Leben[Bearbeiten | Quelltext bearbeiten]

1943 bis 1945 leistete Steigerwald Reichsarbeitsdienst und Militärdienst als Flugzeugführer bei der Luftwaffe. Nach 1948 folgte ein Studium der Geschichte, Germanistik und Philosophie. Er war zur selben Zeit Jugendfunk-Redakteur bei Radio Frankfurt und Hörspielautor. Er war Mitbegründer und Vorsitzender der SPD-nahen Jugendorganisation Die Falken, von 1945 bis 1948 SPD-Mitglied und SPD-Funktionär. Im Februar 1948 trat er der KPD bei und wurde daraufhin beim Rundfunk entlassen. Steigerwald entschloss sich zu einem zweijährigen Studium an der SED-Parteihochschule in Kleinmachnow; dort war er anschließend Lehrer für Philosophie.

1951 kehrte Steigerwald in die Bundesrepublik Deutschland zurück. Er war als Funktionär der Sozialdemokratischen Aktion (SDA) tätig, einer von der KPD initiierten und finanzierten Organisation, in der abgeordnete Kommunisten und aus der SPD ausgeschlossene Sozialdemokraten arbeiteten. 1953 wurde Steigerwald verhaftet, 1956 mit weiteren Funktionären der inzwischen als kommunistische Tarnorganisation verbotenen SDA wegen Staatsgefährdung (§ 84 StGB) vor Gericht gestellt und vom VI. Strafsenat des Bundesgerichtshofs in Karlsruhe zu dreieinhalb Jahren Gefängnis verurteilt.[3] Nach seiner Entlassung arbeitete er im illegalen Zentralkomitee der KPD. 1968 promovierte er bei Manfred Buhr zum Dr. phil. mit der Arbeit Herbert Marcuses dritter Weg.

Nach Gründung der DKP 1968 gehörte Steigerwald deren Parteivorstand an und war Leiter des Referats Theorie und marxistische Bildung. Er war Vorsitzender der Vereinigung marxistischer Bildungsgemeinschaften der BRD (MAB) und langjähriger Chefredakteur der Marxistischen Blätter. Später zählte er zusammen mit Willi Gerns und anderen zum Herausgeberkreis.
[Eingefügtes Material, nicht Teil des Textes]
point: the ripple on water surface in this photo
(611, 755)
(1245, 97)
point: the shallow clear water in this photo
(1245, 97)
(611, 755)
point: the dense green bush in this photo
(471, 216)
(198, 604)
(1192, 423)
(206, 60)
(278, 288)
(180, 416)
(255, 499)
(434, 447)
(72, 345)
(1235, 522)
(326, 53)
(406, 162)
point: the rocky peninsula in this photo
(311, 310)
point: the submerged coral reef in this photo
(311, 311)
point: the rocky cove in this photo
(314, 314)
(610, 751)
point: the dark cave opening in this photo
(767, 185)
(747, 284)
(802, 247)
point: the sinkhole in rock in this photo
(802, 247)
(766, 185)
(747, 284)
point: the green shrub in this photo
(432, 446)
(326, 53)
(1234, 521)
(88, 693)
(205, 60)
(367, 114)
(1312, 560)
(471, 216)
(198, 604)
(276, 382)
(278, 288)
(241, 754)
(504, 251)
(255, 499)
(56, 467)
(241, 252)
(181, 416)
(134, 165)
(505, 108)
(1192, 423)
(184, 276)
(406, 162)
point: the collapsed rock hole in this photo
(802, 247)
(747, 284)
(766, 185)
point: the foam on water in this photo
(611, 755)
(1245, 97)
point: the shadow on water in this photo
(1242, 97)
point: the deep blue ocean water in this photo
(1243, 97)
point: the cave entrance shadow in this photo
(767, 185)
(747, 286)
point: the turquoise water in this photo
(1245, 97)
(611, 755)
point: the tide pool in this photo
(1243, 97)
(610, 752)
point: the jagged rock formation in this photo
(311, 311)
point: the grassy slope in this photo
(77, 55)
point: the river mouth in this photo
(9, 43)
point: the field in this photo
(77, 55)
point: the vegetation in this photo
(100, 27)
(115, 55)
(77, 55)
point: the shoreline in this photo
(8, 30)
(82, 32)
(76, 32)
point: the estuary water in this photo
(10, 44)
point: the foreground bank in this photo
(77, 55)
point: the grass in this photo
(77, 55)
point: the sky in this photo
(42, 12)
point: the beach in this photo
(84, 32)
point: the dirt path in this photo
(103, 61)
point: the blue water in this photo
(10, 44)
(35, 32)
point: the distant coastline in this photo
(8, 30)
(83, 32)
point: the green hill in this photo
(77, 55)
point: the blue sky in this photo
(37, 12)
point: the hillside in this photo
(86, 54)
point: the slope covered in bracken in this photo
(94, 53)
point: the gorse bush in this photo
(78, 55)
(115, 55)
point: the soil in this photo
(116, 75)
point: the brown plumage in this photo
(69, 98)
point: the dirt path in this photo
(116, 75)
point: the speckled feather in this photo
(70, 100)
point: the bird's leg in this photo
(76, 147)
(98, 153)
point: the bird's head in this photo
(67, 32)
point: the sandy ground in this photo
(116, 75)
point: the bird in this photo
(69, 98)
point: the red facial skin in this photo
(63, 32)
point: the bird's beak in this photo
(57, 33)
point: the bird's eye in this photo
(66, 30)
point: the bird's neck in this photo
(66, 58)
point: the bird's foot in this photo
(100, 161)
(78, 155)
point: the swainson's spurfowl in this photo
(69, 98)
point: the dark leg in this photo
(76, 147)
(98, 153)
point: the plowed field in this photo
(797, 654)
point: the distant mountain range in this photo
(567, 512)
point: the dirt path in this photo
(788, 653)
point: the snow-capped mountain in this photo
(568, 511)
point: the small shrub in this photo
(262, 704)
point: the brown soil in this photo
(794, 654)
Bei der Bundestagswahl 1969 war Steigerwald auf der Hessischen Landesliste der ADF an 21. Stelle aufgeführt. Bei den Hessischen Landtagswahlen 1983 und 1987 kandidierte er im Wahlkreis Main-Taunus I, wo er jeweils 0,2 % der gültigen Stimmen erhielt. Erstmals trat er bei den Hessischen Landtagswahlen 1970 im Wahlkreis 30 (Eschborn) als Direktkandidat der DKP an und erhielt 331 Stimmen; vier Jahre später bedachten ihn 366 Wählende mit ihrer Erststimme. Direkt gewählt wurde 1974 hier mit 28.296 Erststimmen Karl-Heinz Koch (CDU), Vater des späteren Hessischen Ministerpräsidenten Roland Koch. Im Jahr 1978 vergaben im selben Wahlkreis 182 Wahlberechtigte ihre Erststimme an Steigerwald.

Steigerwald war einer der theoretischen Vordenker der DKP. Er war Ehrenvorsitzender der Marx-Engels-Stiftung e.V. in Wuppertal, Mitglied im wissenschaftlichen Beirat der Bildungsgemeinschaft SALZ e.V. und Autor zahlreicher Schriften und Bücher. Er lebte in Eschborn.

In seinem Nachruf erinnert Manuel Kellner an den Leverkusener Dialog zwischen verschiedenen linken Strömungen, den Robert Steigerwald unterstützt hat.[4]

Schriften[Bearbeiten | Quelltext bearbeiten]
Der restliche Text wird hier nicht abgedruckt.